Posted by: Denny Cherry
Back To Basics, Index Performance, Index Scan, Index Seek, Indexing, SQL Server, Statistics
Statistics are magical little objects within the database engine that have the ability to make your queries run fast or painfully slow. The reason that statistics are so important is because they tell the database engine what data exists within the database table and how much data exists. The problem with statistics comes from how often they are updated. By default in all versions and editions of SQL Server the statistics are updated when 20%+500 rows within the database table change. So if a database table has 10000 rows in it we need to change 2500 rows (2000 rows is 20% plus an additional 500 rows) for the statistics to be updated. With smaller tables like this having out of date statistics usually doesn’t cause to many problems. The problems really come into play with larger tables. For example if there are 50,000,000 rows in a table for the statistics to be automatically updated we would need to change 10,000,500 rows. Odds are it is going to take quite a while to change this number of rows. To fix this we can manually tell the SQL Server to update the statistics by using the UPDATE STATISTICS command.

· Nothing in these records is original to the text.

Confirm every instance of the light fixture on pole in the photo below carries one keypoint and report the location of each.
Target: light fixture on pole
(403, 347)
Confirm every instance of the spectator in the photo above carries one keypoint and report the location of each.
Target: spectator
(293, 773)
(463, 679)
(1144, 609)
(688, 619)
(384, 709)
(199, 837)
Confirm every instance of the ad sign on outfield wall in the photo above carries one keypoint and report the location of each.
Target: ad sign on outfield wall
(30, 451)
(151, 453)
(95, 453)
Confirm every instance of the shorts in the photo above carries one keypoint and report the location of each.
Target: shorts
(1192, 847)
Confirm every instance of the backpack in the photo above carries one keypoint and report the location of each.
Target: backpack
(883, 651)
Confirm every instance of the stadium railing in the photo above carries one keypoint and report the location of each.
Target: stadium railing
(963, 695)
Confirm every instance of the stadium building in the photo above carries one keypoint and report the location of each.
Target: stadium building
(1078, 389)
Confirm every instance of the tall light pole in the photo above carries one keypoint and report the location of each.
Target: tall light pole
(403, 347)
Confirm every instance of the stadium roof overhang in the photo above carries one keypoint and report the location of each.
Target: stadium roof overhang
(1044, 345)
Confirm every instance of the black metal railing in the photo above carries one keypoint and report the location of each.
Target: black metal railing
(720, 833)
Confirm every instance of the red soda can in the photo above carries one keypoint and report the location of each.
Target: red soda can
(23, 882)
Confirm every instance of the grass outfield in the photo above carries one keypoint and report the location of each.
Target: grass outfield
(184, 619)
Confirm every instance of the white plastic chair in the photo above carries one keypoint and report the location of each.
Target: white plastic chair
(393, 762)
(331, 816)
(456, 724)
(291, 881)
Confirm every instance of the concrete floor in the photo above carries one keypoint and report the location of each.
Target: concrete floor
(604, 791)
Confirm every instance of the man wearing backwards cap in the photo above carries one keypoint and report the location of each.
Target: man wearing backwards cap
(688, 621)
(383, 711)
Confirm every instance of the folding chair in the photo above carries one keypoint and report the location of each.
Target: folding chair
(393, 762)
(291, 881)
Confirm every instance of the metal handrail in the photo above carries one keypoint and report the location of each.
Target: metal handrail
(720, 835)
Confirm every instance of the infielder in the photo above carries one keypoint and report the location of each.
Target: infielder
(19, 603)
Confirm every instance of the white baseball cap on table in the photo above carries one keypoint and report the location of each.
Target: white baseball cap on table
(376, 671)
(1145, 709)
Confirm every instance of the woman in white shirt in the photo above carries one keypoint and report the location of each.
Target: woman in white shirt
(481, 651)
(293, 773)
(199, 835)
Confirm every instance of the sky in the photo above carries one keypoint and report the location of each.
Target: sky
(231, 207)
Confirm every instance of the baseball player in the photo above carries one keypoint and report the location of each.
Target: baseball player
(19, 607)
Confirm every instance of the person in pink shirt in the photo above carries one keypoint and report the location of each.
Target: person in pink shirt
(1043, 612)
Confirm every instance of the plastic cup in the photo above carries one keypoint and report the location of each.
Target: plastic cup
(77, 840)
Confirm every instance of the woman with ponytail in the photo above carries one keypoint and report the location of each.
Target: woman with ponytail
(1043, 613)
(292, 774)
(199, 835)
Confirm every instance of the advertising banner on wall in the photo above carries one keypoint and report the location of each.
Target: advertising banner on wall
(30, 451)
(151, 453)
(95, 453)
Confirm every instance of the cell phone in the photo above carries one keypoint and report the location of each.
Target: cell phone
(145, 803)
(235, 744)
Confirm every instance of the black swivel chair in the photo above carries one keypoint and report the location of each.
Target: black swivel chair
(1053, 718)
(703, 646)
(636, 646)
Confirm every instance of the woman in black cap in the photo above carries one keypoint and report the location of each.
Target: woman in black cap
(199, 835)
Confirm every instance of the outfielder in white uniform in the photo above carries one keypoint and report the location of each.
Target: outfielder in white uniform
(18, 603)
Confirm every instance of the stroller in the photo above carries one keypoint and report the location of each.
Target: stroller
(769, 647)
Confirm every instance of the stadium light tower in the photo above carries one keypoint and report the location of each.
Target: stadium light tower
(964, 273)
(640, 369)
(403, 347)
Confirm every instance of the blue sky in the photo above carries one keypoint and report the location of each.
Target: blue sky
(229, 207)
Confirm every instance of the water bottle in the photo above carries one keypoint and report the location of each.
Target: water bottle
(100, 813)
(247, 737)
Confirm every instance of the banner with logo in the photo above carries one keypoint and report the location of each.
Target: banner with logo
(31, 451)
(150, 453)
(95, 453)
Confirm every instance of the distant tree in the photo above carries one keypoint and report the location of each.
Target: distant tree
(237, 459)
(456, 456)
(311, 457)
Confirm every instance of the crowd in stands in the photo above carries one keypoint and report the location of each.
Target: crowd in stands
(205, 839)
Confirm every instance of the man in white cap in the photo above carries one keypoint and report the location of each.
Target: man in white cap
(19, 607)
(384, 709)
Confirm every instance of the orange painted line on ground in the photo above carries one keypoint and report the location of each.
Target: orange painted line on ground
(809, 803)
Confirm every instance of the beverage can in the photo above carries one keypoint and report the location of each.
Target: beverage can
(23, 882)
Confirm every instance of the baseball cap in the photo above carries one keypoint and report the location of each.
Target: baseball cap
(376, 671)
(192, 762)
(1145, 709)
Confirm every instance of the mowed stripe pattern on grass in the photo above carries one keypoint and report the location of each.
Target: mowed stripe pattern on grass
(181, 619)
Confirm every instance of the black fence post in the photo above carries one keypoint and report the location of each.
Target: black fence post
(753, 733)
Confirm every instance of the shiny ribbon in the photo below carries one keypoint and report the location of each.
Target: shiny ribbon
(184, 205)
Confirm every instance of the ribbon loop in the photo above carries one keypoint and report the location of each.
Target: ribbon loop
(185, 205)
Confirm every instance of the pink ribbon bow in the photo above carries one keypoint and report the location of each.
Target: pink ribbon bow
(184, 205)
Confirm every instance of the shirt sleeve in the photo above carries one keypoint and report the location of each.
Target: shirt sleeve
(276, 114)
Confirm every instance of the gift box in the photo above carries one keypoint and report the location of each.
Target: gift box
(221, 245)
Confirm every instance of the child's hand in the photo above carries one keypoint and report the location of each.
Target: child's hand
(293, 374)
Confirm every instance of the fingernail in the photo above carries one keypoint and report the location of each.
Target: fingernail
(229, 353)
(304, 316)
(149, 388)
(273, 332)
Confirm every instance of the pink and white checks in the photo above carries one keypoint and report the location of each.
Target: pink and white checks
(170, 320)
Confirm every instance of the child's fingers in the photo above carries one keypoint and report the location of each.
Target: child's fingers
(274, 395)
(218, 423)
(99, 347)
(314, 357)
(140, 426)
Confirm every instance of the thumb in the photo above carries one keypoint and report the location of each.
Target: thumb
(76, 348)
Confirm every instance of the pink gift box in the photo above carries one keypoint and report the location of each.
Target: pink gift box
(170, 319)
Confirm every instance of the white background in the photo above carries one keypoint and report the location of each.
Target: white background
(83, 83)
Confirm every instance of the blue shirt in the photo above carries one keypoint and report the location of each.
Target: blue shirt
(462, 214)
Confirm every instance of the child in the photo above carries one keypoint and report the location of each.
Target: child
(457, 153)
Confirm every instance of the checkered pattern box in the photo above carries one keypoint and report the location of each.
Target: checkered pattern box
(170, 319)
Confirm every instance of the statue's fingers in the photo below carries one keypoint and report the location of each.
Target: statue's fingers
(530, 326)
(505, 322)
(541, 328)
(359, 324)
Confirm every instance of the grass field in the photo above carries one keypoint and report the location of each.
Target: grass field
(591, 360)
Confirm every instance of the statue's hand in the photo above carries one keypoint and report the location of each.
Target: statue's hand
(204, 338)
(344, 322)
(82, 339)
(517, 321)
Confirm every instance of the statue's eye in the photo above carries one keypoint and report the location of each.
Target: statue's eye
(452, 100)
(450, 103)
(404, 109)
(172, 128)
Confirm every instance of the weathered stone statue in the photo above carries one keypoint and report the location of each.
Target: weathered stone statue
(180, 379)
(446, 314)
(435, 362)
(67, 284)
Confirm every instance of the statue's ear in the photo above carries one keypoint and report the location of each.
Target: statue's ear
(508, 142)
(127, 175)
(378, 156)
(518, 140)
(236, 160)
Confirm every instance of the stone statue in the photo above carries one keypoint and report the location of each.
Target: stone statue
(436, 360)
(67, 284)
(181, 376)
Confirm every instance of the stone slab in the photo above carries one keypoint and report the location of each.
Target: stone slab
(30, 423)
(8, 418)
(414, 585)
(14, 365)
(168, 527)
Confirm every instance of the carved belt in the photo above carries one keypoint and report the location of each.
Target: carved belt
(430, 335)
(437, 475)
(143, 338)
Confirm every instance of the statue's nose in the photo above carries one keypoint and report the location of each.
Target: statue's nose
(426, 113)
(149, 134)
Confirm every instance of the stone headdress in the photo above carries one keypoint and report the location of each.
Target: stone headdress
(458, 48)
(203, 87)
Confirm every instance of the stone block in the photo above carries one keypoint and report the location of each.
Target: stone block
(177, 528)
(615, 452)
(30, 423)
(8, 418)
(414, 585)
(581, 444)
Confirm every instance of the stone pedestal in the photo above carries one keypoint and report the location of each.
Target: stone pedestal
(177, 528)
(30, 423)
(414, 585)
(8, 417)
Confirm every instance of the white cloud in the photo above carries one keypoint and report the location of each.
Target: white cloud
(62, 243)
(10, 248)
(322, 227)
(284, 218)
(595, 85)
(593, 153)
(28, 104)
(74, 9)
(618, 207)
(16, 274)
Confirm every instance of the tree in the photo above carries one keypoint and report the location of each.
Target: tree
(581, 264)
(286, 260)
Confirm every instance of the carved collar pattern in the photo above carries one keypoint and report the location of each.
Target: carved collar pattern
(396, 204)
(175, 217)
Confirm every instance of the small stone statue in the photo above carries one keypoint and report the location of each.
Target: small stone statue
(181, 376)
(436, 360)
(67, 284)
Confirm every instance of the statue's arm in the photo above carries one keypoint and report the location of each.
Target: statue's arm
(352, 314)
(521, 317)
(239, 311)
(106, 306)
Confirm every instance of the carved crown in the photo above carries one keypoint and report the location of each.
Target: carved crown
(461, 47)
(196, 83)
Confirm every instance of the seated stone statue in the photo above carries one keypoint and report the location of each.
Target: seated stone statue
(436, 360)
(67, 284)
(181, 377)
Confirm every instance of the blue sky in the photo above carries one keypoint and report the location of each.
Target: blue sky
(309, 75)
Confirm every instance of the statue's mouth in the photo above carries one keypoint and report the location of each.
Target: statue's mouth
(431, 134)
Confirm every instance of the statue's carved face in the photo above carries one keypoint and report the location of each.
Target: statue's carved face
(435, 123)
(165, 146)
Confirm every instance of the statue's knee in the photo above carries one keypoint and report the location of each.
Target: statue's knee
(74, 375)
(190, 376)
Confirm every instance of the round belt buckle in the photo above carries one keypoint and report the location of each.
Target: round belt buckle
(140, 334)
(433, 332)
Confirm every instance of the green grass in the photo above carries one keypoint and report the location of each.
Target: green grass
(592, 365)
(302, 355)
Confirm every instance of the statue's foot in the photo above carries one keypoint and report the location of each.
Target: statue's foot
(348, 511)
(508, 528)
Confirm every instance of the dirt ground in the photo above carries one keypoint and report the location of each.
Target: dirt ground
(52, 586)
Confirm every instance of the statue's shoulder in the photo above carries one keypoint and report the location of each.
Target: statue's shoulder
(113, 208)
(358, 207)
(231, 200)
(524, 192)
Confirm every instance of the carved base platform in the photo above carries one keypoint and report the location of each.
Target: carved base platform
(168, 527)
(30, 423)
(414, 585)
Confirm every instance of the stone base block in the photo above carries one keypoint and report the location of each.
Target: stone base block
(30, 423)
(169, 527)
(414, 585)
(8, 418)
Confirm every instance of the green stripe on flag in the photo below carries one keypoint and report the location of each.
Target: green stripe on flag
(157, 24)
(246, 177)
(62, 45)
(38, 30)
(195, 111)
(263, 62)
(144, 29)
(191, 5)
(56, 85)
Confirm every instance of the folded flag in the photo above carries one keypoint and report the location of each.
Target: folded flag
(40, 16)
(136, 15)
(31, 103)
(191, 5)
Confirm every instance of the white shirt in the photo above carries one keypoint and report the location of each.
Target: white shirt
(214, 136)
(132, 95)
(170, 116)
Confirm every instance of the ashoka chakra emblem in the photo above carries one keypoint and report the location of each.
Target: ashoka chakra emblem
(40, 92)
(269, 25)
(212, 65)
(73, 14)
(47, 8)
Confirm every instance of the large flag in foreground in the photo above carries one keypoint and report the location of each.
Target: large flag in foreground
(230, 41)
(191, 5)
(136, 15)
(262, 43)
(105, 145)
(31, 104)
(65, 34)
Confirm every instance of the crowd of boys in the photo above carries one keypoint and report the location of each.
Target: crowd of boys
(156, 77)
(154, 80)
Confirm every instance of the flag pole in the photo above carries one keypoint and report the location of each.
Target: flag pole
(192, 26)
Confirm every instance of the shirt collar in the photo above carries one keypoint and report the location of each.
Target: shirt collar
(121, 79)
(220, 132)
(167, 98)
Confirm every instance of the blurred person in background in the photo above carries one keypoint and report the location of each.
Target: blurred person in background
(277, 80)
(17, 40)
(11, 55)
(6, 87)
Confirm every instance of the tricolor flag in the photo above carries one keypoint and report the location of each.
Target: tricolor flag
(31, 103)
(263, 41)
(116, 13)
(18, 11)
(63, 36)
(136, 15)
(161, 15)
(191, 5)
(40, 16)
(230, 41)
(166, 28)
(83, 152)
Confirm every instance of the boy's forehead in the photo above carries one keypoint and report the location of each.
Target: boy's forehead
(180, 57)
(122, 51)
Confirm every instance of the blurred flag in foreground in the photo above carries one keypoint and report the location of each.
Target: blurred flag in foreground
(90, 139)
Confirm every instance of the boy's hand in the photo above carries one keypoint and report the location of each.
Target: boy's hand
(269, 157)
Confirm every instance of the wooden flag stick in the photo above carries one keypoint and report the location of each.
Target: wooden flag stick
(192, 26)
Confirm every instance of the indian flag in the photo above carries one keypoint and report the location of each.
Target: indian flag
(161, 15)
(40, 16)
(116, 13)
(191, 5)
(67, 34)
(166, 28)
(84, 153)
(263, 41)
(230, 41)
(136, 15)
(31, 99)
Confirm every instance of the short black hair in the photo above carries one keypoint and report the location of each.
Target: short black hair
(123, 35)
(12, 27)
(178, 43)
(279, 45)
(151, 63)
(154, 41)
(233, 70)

Within the statistic there are up to 200 values which are sampled from the column. The statistic shown below contains a few different columns. The statistic shows a series of values from the column which the statistic is built on. It also contains the count of the number of rows between that row and the next in the statistic. From this information the SQL Server is able to build the execution plan which is used to access the data. When the data within the statistic is out of date the SQL Server doesn’t make the correct assumptions about how much data there is and what the best way to access that data is. When the statistic gets updated the SQL Server is able to make better assumptions so the execution plan becomes better so the SQL Server is able to get the data faster.